Der Schutz-Geist.

[52] Auf der Alp Lavetz am Stäzer Horn hütete ein Berg-Butz viele Jahre lang das Vieh und schützte es besonders während des Nebelwetters oder der Nacht vor Schaden. Zur Belohnung mußte der Senne jeden Abend eine kleine, hölzerne Schüssel mit süßem Rahm füllen und diese auf das Dach der Sennhütte setzen; jeden Morgen fand er diese Schüssel am gleichen Platze, leer. – Eines Abends füllte der Senne aber die Schüssel mit saurer Milch, statt mit Rahm, weil derselbe ihn reute und er über der Gewohnheit ungläubig geworden war. In der Nacht war ein furchtbarer Sturm, der ihn nicht schlafen ließ; er hörte eine starke Stimme, die seinen Namen rief, gab aber keine Antwort, worauf der Berggeist, der ihn gerufen, heftig an die Thüre polterte, bis der Senne aufstand.

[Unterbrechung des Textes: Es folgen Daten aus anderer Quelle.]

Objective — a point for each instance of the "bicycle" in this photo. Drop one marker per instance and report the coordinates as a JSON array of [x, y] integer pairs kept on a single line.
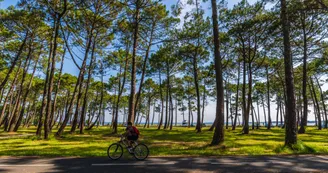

Der Berggeist rief vor der Thüre weiters: »Undankbarer, wisse, eilf deiner schönen Kühe sind am Felsen verunglückt und liegen erschlagen in der Tiefe.« Der Senne konnte durch die Ritze in der Thüre die schreckliche Gestalt des Geistes erblicken und erschrack darüber dermaßen, daß er zu Boden fiel und am Morgen stark verwundet, in der Küche liegend, gefunden wurde. – Die Knechte hatten vom Vorgange nichts vernommen, erst die Erzählung des Sennen ließ sie Schreckliches ahnen. Mit Messern, Beilen und Stricken versehen eilten sie der Felswand zu und fanden richtig elf der schönsten Rinder zerschellt am Fuße derselben. – Seitdem ist auch der Berggeist als Hüter in der Alp Lavetz nicht mehr erschienen.

Quelle:
Jecklin, Dietrich: Volksthümliches aus Graubünden. 3 Teile, Zürich 1874, Chur 1876, Chur 1878 (Nachdruck Zürich: Olms, 1986), S. 52.